There is a mantle of dust covering everything in your room and a group of holes pockmark the wall above the headboard of the bed; seven holes, each punched with a small blunt tool from the inside out. You fill these with tissue paper, worrying as you work that you will find an evil eye hovering in the darkness. Standing back to look at your handiwork you say to the wall, “Wall, I have made you ridiculous.”
The kernels of what deWitt would achieve with his second book are present and accounted for here, but they’re harder to swallow in this form. Basically, if The Sisters Brothers was deWitt doing Cormac McCarthy or Charles Portis, Ablutions is deWitt doing Charles Bukowski or Hunter S. Thompson. And that means spending a lot of time with an unlikable protagonist who makes terrible choices.

Well, mostly terrible choices.

Monday, June 16, 2014

Mind of Winter: It makes Siberia seem just as unpleasant as Siberia always seems


Some books we read because they’re gorgeously written, and some books we read because there’s a reveal at the end and we are SUCKERS for a reveal.

I don't care as long as it's used effectively.
(Also, some books we read because books i done read reviewed them hilariously.)

Holly and her husband, Eric, accidentally sleep in on Christmas Day. Eric has to rush right out the door because he’s late to fetch his parents from the airport, and Holly lingers in bed to mull the heck out of some foreboding thoughts before shuffling to the kitchen to start Christmas dinner for the family and friends due to arrive in a few hours.

But then the snow starts falling, and it keeps falling and falling some more until it’s basically a blizzard and there’s no chance of anyone venturing onto the roads . . . which leaves Holly home alone with their adopted teenage daughter, Tatiana. Why is this creepy? This shouldn’t be creepy. Just a nice lady and her sweet teenage daughter from a secluded orphanage in Siberia.
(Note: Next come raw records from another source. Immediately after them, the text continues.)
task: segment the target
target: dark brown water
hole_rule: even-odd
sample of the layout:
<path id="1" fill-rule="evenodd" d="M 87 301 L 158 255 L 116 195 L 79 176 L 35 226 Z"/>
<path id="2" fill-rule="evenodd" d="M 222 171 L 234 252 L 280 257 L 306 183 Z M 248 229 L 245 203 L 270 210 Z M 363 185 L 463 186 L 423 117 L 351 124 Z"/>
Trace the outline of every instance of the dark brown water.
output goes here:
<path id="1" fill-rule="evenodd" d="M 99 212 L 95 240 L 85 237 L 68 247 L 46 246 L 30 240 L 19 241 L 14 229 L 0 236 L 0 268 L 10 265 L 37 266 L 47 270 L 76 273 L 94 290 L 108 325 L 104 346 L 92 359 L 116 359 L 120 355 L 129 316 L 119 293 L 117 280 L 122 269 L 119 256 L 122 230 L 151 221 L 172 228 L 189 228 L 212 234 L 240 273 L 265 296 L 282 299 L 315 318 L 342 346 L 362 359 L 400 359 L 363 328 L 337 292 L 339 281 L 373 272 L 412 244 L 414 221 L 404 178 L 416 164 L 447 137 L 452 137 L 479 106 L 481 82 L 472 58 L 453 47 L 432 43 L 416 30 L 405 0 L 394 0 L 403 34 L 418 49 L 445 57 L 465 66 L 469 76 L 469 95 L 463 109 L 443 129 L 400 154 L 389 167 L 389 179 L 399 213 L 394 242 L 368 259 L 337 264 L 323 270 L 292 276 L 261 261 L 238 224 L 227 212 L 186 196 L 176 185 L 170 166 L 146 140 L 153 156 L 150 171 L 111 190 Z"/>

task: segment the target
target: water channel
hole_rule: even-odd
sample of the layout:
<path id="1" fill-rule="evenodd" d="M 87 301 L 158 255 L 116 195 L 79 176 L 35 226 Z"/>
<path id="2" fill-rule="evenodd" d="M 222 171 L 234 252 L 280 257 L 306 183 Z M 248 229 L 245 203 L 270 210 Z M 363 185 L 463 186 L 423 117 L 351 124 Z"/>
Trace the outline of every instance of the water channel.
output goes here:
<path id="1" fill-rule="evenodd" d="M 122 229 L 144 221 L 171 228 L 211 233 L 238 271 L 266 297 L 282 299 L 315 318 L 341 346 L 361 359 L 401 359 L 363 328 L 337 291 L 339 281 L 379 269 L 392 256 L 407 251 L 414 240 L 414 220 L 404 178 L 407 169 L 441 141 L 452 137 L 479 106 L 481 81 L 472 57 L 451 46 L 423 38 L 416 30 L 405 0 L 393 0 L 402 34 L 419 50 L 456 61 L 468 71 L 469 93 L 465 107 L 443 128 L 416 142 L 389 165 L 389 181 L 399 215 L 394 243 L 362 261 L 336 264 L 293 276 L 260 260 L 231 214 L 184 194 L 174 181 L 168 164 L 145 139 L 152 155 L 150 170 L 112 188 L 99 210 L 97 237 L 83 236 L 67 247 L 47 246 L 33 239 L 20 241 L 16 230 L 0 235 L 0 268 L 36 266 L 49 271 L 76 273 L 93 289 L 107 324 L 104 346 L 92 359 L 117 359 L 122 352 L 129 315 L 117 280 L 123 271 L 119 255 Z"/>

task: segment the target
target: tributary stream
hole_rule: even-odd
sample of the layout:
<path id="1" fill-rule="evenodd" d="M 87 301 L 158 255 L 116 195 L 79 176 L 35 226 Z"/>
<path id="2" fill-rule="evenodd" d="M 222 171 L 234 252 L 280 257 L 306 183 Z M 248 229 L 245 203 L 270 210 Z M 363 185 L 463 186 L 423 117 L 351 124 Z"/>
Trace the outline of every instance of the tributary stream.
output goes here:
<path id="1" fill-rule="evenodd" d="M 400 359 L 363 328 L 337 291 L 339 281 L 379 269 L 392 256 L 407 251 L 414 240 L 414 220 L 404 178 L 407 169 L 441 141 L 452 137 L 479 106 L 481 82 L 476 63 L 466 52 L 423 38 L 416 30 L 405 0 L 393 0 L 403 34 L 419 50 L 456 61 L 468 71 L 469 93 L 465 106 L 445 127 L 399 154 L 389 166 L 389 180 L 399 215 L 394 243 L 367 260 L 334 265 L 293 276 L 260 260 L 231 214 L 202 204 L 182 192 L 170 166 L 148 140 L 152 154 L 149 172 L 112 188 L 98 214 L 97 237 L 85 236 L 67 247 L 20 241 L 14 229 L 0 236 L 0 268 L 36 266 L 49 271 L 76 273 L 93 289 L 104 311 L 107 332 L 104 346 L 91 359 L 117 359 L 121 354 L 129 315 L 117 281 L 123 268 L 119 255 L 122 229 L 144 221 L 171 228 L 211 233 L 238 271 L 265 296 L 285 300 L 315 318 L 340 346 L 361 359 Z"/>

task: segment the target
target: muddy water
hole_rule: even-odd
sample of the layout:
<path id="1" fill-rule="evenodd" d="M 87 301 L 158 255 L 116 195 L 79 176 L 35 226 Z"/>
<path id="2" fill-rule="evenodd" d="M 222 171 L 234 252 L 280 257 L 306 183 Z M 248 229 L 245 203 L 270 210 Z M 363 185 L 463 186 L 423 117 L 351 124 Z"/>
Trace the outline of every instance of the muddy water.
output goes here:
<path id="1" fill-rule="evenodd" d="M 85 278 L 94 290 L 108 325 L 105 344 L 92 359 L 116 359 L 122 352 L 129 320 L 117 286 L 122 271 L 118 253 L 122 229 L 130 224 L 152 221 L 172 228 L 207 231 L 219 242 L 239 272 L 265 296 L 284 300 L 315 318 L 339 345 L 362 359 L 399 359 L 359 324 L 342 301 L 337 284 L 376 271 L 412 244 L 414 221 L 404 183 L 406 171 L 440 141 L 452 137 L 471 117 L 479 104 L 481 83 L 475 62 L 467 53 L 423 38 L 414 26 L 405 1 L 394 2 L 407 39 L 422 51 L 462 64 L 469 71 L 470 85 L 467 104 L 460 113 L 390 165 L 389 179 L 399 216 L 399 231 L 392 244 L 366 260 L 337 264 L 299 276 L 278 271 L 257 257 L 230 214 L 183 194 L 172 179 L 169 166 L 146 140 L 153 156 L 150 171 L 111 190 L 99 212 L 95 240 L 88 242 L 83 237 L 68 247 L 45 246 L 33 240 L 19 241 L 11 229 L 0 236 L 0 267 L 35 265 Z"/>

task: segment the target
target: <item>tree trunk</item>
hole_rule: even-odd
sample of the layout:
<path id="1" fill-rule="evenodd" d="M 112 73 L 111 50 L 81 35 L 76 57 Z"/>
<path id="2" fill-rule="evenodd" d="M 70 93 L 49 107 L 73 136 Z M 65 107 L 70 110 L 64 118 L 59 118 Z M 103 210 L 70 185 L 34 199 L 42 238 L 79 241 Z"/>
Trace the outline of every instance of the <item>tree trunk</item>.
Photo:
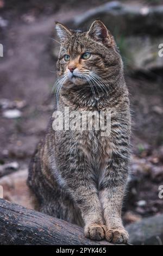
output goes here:
<path id="1" fill-rule="evenodd" d="M 0 245 L 112 245 L 85 238 L 76 225 L 2 199 Z"/>

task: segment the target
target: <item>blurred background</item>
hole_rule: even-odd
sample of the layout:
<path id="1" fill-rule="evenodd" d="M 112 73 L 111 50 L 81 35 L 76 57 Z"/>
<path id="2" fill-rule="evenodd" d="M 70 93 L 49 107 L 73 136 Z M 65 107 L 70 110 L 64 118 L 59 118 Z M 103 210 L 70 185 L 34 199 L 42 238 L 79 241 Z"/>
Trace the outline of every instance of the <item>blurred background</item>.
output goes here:
<path id="1" fill-rule="evenodd" d="M 162 245 L 162 1 L 0 0 L 0 185 L 5 199 L 31 208 L 28 166 L 55 103 L 54 21 L 86 30 L 97 19 L 116 39 L 131 101 L 123 221 L 131 243 Z"/>

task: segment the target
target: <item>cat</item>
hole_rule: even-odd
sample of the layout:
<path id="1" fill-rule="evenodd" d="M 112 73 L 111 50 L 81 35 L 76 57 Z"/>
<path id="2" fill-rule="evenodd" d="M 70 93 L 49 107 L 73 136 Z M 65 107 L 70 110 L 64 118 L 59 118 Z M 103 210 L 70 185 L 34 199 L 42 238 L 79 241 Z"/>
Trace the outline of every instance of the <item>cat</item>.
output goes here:
<path id="1" fill-rule="evenodd" d="M 37 210 L 83 227 L 87 238 L 126 243 L 121 209 L 129 173 L 131 121 L 122 58 L 101 21 L 86 32 L 58 22 L 56 29 L 60 43 L 57 113 L 66 107 L 70 113 L 109 112 L 110 132 L 102 136 L 95 121 L 92 130 L 54 130 L 52 118 L 31 160 L 28 184 Z"/>

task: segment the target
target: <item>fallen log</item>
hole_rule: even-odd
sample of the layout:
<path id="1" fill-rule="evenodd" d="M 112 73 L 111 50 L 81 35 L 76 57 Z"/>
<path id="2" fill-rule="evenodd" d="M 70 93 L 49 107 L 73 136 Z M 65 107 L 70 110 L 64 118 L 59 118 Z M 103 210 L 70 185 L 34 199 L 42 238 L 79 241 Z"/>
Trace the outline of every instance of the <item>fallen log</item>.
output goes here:
<path id="1" fill-rule="evenodd" d="M 68 222 L 0 199 L 0 245 L 112 245 Z"/>

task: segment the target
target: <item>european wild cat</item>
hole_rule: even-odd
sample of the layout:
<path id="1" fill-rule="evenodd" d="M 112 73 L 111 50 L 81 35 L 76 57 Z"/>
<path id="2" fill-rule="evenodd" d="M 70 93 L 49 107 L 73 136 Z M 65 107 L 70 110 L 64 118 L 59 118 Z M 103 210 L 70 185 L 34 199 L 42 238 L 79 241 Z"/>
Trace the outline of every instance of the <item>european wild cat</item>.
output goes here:
<path id="1" fill-rule="evenodd" d="M 95 129 L 54 131 L 52 118 L 32 160 L 28 183 L 39 210 L 83 225 L 91 239 L 126 243 L 128 234 L 121 215 L 130 115 L 121 57 L 100 21 L 88 32 L 59 23 L 56 28 L 61 43 L 57 110 L 110 111 L 111 132 L 102 136 Z"/>

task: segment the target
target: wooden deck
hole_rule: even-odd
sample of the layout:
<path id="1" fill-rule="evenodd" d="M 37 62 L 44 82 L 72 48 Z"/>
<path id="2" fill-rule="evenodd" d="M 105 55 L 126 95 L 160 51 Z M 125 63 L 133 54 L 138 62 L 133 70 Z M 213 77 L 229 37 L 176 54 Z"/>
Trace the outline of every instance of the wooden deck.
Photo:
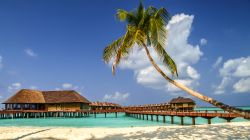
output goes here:
<path id="1" fill-rule="evenodd" d="M 176 112 L 176 111 L 125 111 L 127 116 L 135 117 L 138 119 L 149 120 L 149 116 L 151 117 L 151 121 L 153 121 L 153 115 L 156 116 L 156 121 L 159 121 L 159 116 L 163 117 L 163 122 L 166 122 L 166 116 L 170 116 L 171 124 L 174 124 L 174 116 L 180 117 L 181 125 L 184 125 L 184 117 L 192 118 L 192 124 L 196 124 L 196 118 L 202 117 L 207 119 L 208 124 L 211 124 L 211 119 L 215 117 L 223 118 L 230 122 L 232 119 L 241 117 L 240 115 L 233 113 L 208 113 L 206 112 Z"/>
<path id="2" fill-rule="evenodd" d="M 90 114 L 96 118 L 97 114 L 104 114 L 105 118 L 107 117 L 108 113 L 115 113 L 124 112 L 128 117 L 135 117 L 137 119 L 142 120 L 150 120 L 154 121 L 154 117 L 156 116 L 155 121 L 159 121 L 159 117 L 163 117 L 163 122 L 166 122 L 166 116 L 170 116 L 171 124 L 174 124 L 174 117 L 180 117 L 181 124 L 184 125 L 184 117 L 192 118 L 192 124 L 196 124 L 196 118 L 202 117 L 207 119 L 208 124 L 211 124 L 211 119 L 215 117 L 220 117 L 227 122 L 230 122 L 232 119 L 241 117 L 237 114 L 227 113 L 227 112 L 199 112 L 199 111 L 192 111 L 192 112 L 176 112 L 176 111 L 146 111 L 146 110 L 125 110 L 125 109 L 109 109 L 109 110 L 78 110 L 78 111 L 46 111 L 46 110 L 0 110 L 0 119 L 14 119 L 14 118 L 46 118 L 46 117 L 68 117 L 68 118 L 76 118 L 76 117 L 89 117 Z"/>

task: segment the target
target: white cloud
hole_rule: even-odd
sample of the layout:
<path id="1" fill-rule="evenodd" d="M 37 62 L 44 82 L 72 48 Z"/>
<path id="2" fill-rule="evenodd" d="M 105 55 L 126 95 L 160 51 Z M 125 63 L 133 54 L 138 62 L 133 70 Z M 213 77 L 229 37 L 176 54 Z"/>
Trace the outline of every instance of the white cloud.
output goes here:
<path id="1" fill-rule="evenodd" d="M 214 69 L 217 68 L 221 64 L 222 61 L 223 61 L 223 57 L 222 56 L 218 57 L 212 67 Z"/>
<path id="2" fill-rule="evenodd" d="M 223 94 L 225 93 L 225 88 L 232 83 L 232 79 L 229 77 L 223 77 L 221 83 L 218 86 L 214 86 L 215 94 Z"/>
<path id="3" fill-rule="evenodd" d="M 105 94 L 103 97 L 103 101 L 121 103 L 128 99 L 129 93 L 120 93 L 115 92 L 114 94 Z"/>
<path id="4" fill-rule="evenodd" d="M 250 76 L 250 56 L 226 61 L 220 69 L 220 74 L 233 77 Z"/>
<path id="5" fill-rule="evenodd" d="M 165 47 L 169 55 L 174 59 L 178 68 L 178 81 L 181 81 L 191 88 L 199 85 L 200 74 L 191 65 L 196 64 L 203 53 L 199 45 L 192 45 L 188 43 L 190 36 L 193 15 L 177 14 L 172 17 L 168 26 L 168 40 Z M 164 72 L 171 77 L 159 58 L 153 47 L 149 47 L 152 57 L 156 63 L 164 70 Z M 177 92 L 179 89 L 173 89 L 167 81 L 165 81 L 160 74 L 151 66 L 145 50 L 134 47 L 130 55 L 121 61 L 119 65 L 122 69 L 131 69 L 134 71 L 137 83 L 151 87 L 154 89 L 162 89 L 165 91 Z"/>
<path id="6" fill-rule="evenodd" d="M 207 45 L 207 40 L 206 40 L 205 38 L 202 38 L 202 39 L 200 40 L 200 45 L 201 45 L 201 46 Z"/>
<path id="7" fill-rule="evenodd" d="M 32 49 L 25 49 L 24 52 L 31 57 L 37 57 L 37 54 Z"/>
<path id="8" fill-rule="evenodd" d="M 30 89 L 37 90 L 38 87 L 37 86 L 30 86 Z"/>
<path id="9" fill-rule="evenodd" d="M 191 66 L 187 67 L 187 74 L 189 75 L 189 77 L 191 77 L 193 79 L 199 79 L 200 78 L 200 74 Z"/>
<path id="10" fill-rule="evenodd" d="M 10 93 L 13 93 L 13 92 L 16 92 L 16 91 L 20 90 L 21 87 L 22 87 L 21 83 L 13 83 L 10 86 L 8 86 L 8 91 Z"/>
<path id="11" fill-rule="evenodd" d="M 233 87 L 235 93 L 250 92 L 250 56 L 227 60 L 219 72 L 222 81 L 219 86 L 215 87 L 215 93 L 225 92 L 227 89 L 230 90 L 231 87 Z M 230 82 L 225 82 L 224 79 L 226 78 L 230 79 Z"/>
<path id="12" fill-rule="evenodd" d="M 0 55 L 0 69 L 3 68 L 3 57 Z"/>
<path id="13" fill-rule="evenodd" d="M 250 77 L 249 78 L 242 78 L 237 83 L 233 85 L 234 92 L 243 93 L 243 92 L 250 92 Z"/>
<path id="14" fill-rule="evenodd" d="M 71 84 L 71 83 L 63 83 L 60 87 L 56 87 L 55 90 L 75 90 L 79 94 L 83 94 L 84 87 L 74 85 L 74 84 Z"/>
<path id="15" fill-rule="evenodd" d="M 63 88 L 63 89 L 71 89 L 72 87 L 73 87 L 73 85 L 70 84 L 70 83 L 63 83 L 63 84 L 62 84 L 62 88 Z"/>

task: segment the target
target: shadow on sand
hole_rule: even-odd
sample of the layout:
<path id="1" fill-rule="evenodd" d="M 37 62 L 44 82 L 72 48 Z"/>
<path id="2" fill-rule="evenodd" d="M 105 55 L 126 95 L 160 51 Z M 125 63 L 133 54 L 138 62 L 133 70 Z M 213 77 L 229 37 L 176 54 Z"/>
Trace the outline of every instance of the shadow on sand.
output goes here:
<path id="1" fill-rule="evenodd" d="M 156 131 L 137 131 L 129 134 L 115 134 L 91 140 L 124 140 L 124 139 L 250 139 L 250 129 L 241 126 L 204 126 L 183 128 L 158 128 Z"/>

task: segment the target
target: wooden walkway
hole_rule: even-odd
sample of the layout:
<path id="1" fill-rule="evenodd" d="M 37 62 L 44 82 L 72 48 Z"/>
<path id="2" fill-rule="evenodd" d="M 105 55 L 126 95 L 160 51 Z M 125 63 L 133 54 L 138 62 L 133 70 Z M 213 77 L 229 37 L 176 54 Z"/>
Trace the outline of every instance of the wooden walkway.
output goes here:
<path id="1" fill-rule="evenodd" d="M 90 114 L 97 117 L 97 114 L 104 114 L 105 118 L 107 117 L 108 113 L 115 113 L 123 112 L 126 116 L 135 117 L 137 119 L 142 120 L 150 120 L 154 121 L 154 116 L 156 116 L 155 121 L 159 121 L 159 117 L 162 117 L 163 122 L 166 122 L 166 116 L 170 116 L 171 124 L 174 124 L 174 117 L 180 117 L 181 124 L 184 125 L 184 117 L 192 118 L 192 124 L 196 124 L 196 118 L 202 117 L 207 119 L 208 124 L 211 124 L 211 119 L 215 117 L 220 117 L 227 122 L 230 122 L 232 119 L 241 117 L 237 114 L 233 113 L 210 113 L 207 111 L 199 112 L 199 111 L 192 111 L 192 112 L 176 112 L 176 111 L 146 111 L 146 110 L 125 110 L 125 109 L 109 109 L 109 110 L 78 110 L 78 111 L 45 111 L 45 110 L 0 110 L 0 119 L 14 119 L 14 118 L 46 118 L 46 117 L 65 117 L 65 118 L 77 118 L 77 117 L 89 117 Z"/>
<path id="2" fill-rule="evenodd" d="M 96 118 L 96 114 L 103 113 L 106 115 L 108 113 L 124 112 L 123 109 L 115 110 L 78 110 L 78 111 L 45 111 L 45 110 L 1 110 L 0 119 L 13 119 L 13 118 L 46 118 L 46 117 L 88 117 L 93 114 Z"/>
<path id="3" fill-rule="evenodd" d="M 175 111 L 125 111 L 127 116 L 135 117 L 138 119 L 149 120 L 149 116 L 151 117 L 151 121 L 153 121 L 153 116 L 156 116 L 156 121 L 159 121 L 159 116 L 163 117 L 163 122 L 166 122 L 166 116 L 170 116 L 171 124 L 174 124 L 174 116 L 180 117 L 181 125 L 184 125 L 184 117 L 192 118 L 192 124 L 195 125 L 196 118 L 202 117 L 207 119 L 208 124 L 211 124 L 211 119 L 215 117 L 220 117 L 227 122 L 230 122 L 232 119 L 241 117 L 237 114 L 233 113 L 208 113 L 208 112 L 175 112 Z"/>

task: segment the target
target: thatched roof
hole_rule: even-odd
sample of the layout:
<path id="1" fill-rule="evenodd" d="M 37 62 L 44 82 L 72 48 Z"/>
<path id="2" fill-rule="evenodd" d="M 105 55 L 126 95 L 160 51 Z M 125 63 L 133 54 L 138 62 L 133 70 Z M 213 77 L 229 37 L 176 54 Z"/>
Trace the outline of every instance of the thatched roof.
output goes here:
<path id="1" fill-rule="evenodd" d="M 169 103 L 195 103 L 195 102 L 190 98 L 177 97 L 172 99 Z"/>
<path id="2" fill-rule="evenodd" d="M 90 103 L 74 90 L 38 91 L 22 89 L 10 97 L 8 103 Z"/>
<path id="3" fill-rule="evenodd" d="M 41 91 L 22 89 L 4 103 L 45 103 L 45 100 Z"/>
<path id="4" fill-rule="evenodd" d="M 90 106 L 121 107 L 119 104 L 109 102 L 91 102 Z"/>

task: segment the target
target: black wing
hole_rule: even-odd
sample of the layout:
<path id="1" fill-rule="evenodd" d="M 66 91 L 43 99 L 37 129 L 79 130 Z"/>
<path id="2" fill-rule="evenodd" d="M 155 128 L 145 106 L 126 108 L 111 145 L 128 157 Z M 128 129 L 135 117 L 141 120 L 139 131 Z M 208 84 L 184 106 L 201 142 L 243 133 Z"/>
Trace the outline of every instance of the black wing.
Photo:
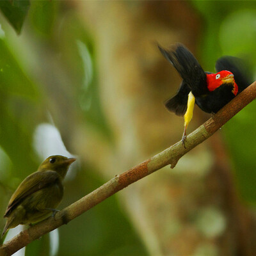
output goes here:
<path id="1" fill-rule="evenodd" d="M 170 111 L 178 116 L 184 115 L 187 111 L 189 92 L 189 86 L 183 80 L 177 93 L 164 102 L 165 106 Z"/>
<path id="2" fill-rule="evenodd" d="M 159 45 L 158 47 L 162 54 L 177 69 L 194 96 L 200 96 L 208 92 L 206 75 L 198 61 L 185 46 L 178 44 L 174 50 L 165 50 Z"/>
<path id="3" fill-rule="evenodd" d="M 234 75 L 236 83 L 238 86 L 239 93 L 252 83 L 249 74 L 249 69 L 243 60 L 236 57 L 225 56 L 218 59 L 215 64 L 215 68 L 218 72 L 221 70 L 227 70 Z"/>

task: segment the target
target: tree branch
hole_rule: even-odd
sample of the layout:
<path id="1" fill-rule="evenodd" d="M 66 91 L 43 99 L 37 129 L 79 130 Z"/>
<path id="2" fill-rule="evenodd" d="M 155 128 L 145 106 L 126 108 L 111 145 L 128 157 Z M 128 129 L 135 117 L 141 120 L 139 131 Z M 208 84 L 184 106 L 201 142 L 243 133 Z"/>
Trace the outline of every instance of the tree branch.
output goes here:
<path id="1" fill-rule="evenodd" d="M 21 232 L 0 247 L 0 255 L 10 255 L 33 241 L 61 226 L 92 208 L 127 186 L 149 174 L 171 164 L 174 168 L 179 159 L 201 143 L 256 98 L 256 81 L 224 106 L 214 116 L 187 136 L 186 148 L 181 141 L 159 154 L 116 175 L 108 182 L 57 212 L 47 220 Z"/>

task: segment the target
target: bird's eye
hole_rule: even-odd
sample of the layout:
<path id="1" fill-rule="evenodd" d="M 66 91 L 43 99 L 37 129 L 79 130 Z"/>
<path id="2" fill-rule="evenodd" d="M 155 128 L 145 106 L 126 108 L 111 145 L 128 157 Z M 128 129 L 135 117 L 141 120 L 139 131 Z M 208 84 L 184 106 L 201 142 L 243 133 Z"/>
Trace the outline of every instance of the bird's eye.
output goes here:
<path id="1" fill-rule="evenodd" d="M 56 161 L 56 159 L 54 157 L 51 158 L 51 159 L 49 161 L 49 162 L 51 164 L 53 164 L 54 163 L 55 163 Z"/>

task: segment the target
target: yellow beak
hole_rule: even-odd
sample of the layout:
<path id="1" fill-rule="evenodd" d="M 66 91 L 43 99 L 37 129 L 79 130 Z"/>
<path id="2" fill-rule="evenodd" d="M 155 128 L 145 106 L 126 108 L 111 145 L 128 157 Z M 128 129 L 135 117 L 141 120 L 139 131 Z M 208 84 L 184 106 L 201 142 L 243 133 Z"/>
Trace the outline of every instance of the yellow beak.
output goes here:
<path id="1" fill-rule="evenodd" d="M 221 81 L 223 84 L 233 84 L 234 82 L 234 75 L 232 74 L 230 74 L 230 75 L 227 76 L 223 78 Z"/>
But it’s totally creepy. Because Holly wakes up that morning thinking that something followed them home from Russia. And she thinks that many times.

But important, probably?

So Holly is home on this perfectly benign, snowy Christmas Day with her Russian angel of a daughter who we are told is the prettiest and the best daughter who ever daughtered. But then Tatiana starts acting eerily out of character, according to the version of her character Holly's been giving us all along (a little heavy-handedly, Holly, don’t you think?), and the eeriness escalates into suspense, and you keep looking at the book cover and wishing it wouldn’t look back at you like that, and the next thing you know it's finished and you’re feeling really unsettled on a sunny afternoon.

So it accomplishes what it sets out to do, I think, but it’s no masterpiece of the written word. I got hung up on page 7 for a while because I was trying to think of any possible way this sentence wasn’t just the worst sentence:
Write down the way some shadow face is finally peering around a corner on this Christmas morning (they’d slept so late) and shown itself.

But once the story got rolling, I was along for the slightly bumpy ride.

After I read the last page, I spent some time flipping back to reread choice parts and see how they supported the conclusion. This, for me, is the most satisfying aspect of a book with a big reveal, because you’ve been collecting all these puzzle pieces along the way and now you get to step back and see how they fit together. But I came up with some extra pieces this time. The culprit could be sloppy writing, or it could be the same part of my brain that gets confused by a James Bond movie. That mystery remains unsolved . . . for now.